On Wed, Jan 15, 2014 at 12:18 PM, Nacho B <[email protected]> wrote:

> Hi, I am very, very interested in the non-blocking features of Mojolicious
> and its server, but I am blocked in my first try.
>
> This is a simple remote port test:
>
> use Socket;
>
> my ($ip, $protocol, $port, $myhouse, $yourhouse, $log);
>
> $ip = $site->{ip};
> $port = $site->{port};
> $protocol = getprotobyname('tcp');
>
> socket(SOCKET, PF_INET, SOCK_STREAM, $protocol);
> $yourhouse = inet_aton($ip);
> $myhouse = sockaddr_in($port, $yourhouse);
>
> if (!connect(SOCKET, $myhouse)) {
>     $site->{status} = 'KO';
> } else {
>     $site->{status} = 'OK';
>     close SOCKET || die "close: $!";
> }
>
>
> I am using Morbo for executing it. And I have other pages in the app.
>
> When the remote IP and port are OK, it works fine. But if I use a wrong
> (not responding or fake) IP, it hangs, waiting forever,* and I can't use
> any other pages in the application*. Those pages wait until I cancel this
> process.
>

I ran your code without Mojo and connect() blocked for 3 seconds.  I'm not
sure why your app would hang "forever".


> I do not want a timeout, but the non-blocking "promise".
>
> Do I need to manage events for such a little function (like I should do in
> ActionScript, for example)? If so, it seems that there is no such thing as
> a non-blocking feature, isn't it?
>

As sri has made me aware, if your app is going to block, give it more
processes and make sure that each process handles only one concurrent
connection.  I'm assuming you are using connect() within a route.  So, with
multiple processes, when someone connects to the connect route and it
blocks, the managing process of your app has additional unused processes to
send subsequent requests for other routes to and then *those* requests
won't block while your connect route is in the process of blocking.

See this code: https://gist.github.com/s1037989/8457175

And then run it like this: $ perl /tmp/socket.pl prefork -w 10 -c 1
And then test it like this: $ ab -n 3 -c 3 http://127.0.0.1:3000/connect |
grep "Time taken for tests"
And you'll see that the total time for ab to complete the 3 requests was 3
seconds, even tho each request took itself 3 seconds -- that's because
there were 10 processes available to handle the 3 connections, leaving
plenty more processes for you to hit up the other non-blocking routes.
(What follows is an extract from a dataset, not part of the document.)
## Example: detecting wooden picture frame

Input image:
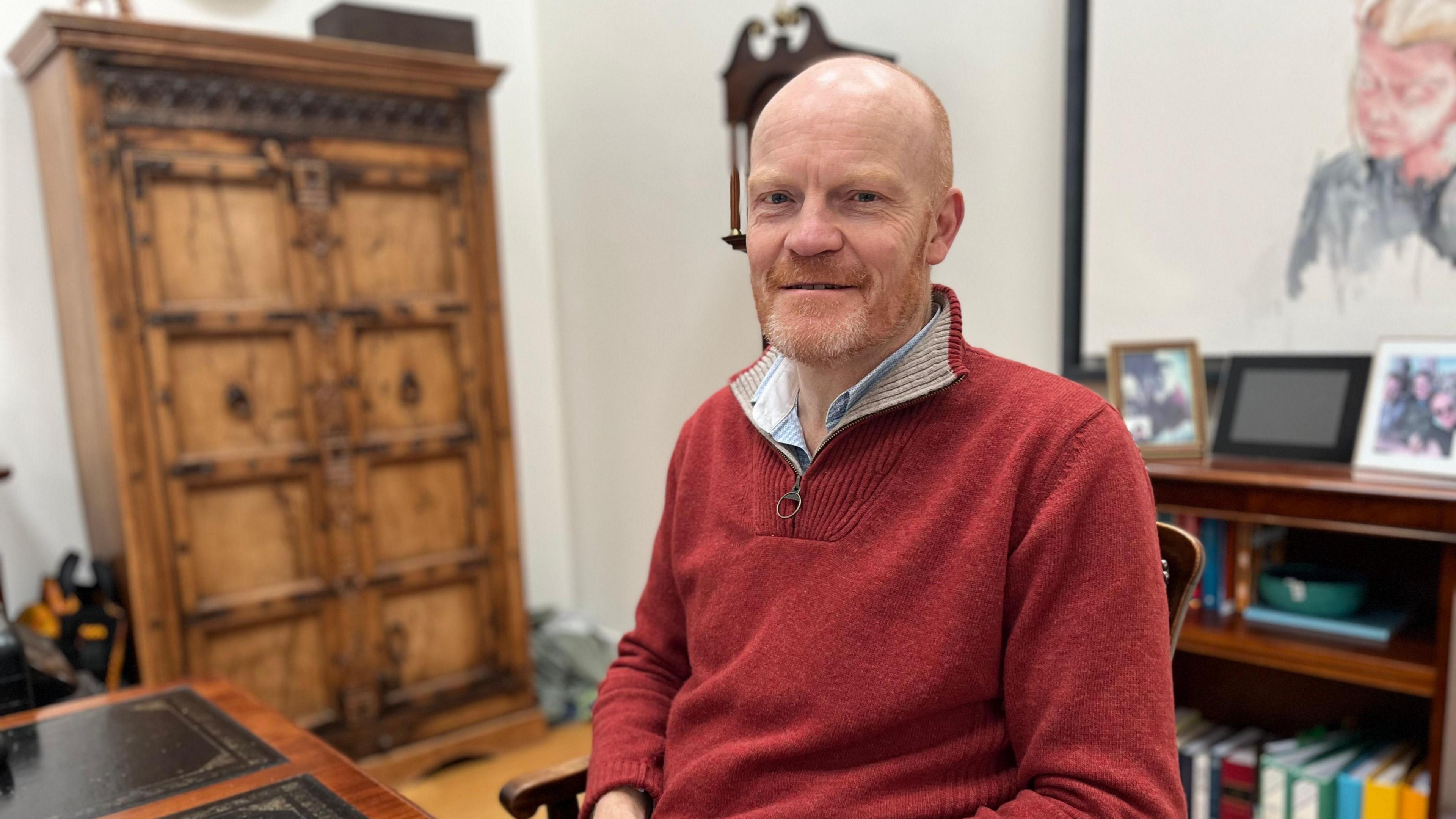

Conversely, run it like this: $ perl /tmp/socket.pl daemon
And then test it like this: $ ab -n 3 -c 3 http://127.0.0.1:3000/connect |
grep "Time taken for tests"
And you'll see that the total time for ab to complete the 3 requests
was *9* seconds
because there was only one process available to handle each of the blocking
requests.  The first one takes 3 seconds, then the next one takes 3
seconds, and so on.  3 requests * 3 seconds each = 9 total seconds.

Or, better of course, is to do as Ben gave to you and replace your Socket
code with a Mojo::IOLoop->client implementation instead.


> I think that there is something very, very basic about the non-blocking
> "way of life" that I am missing. Any help very appreciated.
>

I hope you've been following this thread -- *very* informative!